Electroslag remelting (ESR) is a consumable electode remelting process in which liquid metal droplets are refined with contact of a molten slag providing a cleaner, more uniform alloy with minimum segregation. The ESR process can include a computerized melt control system that fully automates the melting process. The resulting precise control gives a consistently high quality of final metal product that is used in the most demanding aerospace as well as a vast array of other applications.
Figure 1: Electroslag Furnace
Three ESR process variations have been developed by German’s ALD:
- Remelting under increased pressure (PESR);
- Remelting under inert gas atmosphere (IESR);
- Remelting under reduced pressure (VAC-ESR).
Pressure Electroslag Remelting (PESR)
Over the past 30 years, nitrogen has become increasingly attractive as an inexpensive alloying element for enhancing the properties of steel. In austenitic steel, nitrogen, particularly in dissolved form, increases yield strength by forming a super-saturated solid solution. With ferritic steel grades, the aim is to achieve a fine dispersion of nitrides comparable to the microstructure obtained by quenching and tempering iron-carbon alloys.
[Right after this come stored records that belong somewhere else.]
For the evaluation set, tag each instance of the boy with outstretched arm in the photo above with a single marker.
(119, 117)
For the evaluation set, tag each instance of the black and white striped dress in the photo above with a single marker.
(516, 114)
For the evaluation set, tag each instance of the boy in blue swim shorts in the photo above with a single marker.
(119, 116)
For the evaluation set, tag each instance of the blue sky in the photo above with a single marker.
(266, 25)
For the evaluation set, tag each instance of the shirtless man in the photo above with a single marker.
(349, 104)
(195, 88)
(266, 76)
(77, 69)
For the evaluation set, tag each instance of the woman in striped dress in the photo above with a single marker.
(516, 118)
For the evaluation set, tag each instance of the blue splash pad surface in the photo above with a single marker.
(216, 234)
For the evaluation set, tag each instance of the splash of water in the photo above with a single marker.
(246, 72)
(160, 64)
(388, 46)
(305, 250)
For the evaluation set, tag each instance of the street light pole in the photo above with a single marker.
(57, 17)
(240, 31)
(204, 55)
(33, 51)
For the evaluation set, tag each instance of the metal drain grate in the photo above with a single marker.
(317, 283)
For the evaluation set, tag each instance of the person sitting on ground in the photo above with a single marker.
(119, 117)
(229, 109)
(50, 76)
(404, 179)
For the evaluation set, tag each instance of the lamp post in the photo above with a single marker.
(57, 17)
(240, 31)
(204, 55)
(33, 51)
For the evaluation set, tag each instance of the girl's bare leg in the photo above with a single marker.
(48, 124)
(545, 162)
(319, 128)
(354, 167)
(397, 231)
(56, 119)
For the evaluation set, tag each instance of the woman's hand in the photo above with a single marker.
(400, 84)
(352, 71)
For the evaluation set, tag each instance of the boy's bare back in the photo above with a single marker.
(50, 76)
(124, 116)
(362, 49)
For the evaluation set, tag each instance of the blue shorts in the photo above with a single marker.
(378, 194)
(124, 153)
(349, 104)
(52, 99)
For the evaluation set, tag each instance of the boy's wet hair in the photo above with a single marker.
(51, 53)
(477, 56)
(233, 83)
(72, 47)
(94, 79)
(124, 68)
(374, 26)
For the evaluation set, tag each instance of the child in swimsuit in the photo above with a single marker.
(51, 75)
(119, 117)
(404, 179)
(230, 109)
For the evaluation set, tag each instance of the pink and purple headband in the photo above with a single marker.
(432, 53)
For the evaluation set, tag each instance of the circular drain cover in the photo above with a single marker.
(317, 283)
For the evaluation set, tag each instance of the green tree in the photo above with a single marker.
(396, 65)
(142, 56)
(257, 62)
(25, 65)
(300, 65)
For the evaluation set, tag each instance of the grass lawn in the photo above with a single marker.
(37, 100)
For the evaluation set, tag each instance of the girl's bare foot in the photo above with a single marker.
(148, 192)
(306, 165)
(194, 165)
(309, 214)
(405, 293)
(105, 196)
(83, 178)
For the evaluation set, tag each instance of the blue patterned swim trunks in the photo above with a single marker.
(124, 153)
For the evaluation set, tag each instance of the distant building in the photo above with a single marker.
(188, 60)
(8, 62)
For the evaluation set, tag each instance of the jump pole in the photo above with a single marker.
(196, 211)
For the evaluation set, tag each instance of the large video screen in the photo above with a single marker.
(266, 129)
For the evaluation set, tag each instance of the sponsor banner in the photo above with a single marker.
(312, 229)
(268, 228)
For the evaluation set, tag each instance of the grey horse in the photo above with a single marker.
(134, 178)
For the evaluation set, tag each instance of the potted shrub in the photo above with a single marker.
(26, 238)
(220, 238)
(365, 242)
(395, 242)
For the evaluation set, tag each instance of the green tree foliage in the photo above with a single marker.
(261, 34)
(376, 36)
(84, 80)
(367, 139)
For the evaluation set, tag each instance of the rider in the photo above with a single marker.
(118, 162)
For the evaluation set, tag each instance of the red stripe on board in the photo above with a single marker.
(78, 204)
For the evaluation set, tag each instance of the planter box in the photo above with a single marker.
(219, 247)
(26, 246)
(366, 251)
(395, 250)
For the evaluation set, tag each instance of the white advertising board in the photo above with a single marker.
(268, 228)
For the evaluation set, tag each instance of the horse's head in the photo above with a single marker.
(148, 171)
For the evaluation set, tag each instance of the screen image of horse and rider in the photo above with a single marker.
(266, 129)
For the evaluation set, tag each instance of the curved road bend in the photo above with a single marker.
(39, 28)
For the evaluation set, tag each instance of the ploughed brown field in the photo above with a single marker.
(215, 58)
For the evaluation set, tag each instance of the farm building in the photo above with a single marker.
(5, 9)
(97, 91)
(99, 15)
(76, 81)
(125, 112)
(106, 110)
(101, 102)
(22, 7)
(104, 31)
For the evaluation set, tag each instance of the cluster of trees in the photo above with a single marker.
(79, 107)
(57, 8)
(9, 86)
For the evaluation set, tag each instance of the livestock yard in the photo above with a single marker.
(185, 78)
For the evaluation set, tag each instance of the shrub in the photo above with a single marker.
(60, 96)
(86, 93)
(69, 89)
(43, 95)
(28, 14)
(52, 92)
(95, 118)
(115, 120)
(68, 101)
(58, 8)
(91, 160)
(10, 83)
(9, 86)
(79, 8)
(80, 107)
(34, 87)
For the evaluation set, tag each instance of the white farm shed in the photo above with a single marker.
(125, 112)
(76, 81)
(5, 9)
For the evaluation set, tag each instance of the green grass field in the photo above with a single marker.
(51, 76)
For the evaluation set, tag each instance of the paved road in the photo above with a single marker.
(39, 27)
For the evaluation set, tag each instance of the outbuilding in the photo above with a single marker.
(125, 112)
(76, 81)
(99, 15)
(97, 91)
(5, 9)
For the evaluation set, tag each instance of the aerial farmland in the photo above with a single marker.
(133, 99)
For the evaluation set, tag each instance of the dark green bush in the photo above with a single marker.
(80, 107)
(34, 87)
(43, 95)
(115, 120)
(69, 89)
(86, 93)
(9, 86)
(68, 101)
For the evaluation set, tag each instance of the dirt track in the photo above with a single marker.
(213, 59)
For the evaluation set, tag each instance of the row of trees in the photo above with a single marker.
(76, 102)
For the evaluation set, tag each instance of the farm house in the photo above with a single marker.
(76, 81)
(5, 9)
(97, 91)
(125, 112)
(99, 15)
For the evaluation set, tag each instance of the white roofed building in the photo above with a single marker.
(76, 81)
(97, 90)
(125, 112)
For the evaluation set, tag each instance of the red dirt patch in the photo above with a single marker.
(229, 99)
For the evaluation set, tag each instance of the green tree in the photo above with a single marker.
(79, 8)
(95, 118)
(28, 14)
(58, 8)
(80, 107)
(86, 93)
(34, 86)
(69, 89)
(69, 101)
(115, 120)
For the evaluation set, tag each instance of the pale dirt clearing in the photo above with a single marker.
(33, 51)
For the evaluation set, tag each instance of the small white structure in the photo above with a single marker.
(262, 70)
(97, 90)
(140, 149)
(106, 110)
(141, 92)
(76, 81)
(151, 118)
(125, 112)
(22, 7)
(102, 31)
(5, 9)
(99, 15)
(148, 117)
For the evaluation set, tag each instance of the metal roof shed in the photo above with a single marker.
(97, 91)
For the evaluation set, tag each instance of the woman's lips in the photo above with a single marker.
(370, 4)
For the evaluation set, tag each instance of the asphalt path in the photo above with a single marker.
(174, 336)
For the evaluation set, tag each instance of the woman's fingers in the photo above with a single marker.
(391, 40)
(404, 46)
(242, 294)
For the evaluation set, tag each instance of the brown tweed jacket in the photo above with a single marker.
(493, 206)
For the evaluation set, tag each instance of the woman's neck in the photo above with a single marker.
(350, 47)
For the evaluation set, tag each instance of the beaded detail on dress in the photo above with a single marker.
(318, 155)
For the production of these new materials, it is essential that a sufficiently high amount of nitrogen above the solubility limit under normal pressure is introduced into the molten steel and that nitrogen loss is prevented during the solidification. As the solubility of nitrogen is proportional to the square root of its partial pressure, it is possible to introduce large amounts of nitrogen into the melt and allow it to solidify under higher pressure. This has been verified by the electroslag remelting process at an operating pressure of 42 bar.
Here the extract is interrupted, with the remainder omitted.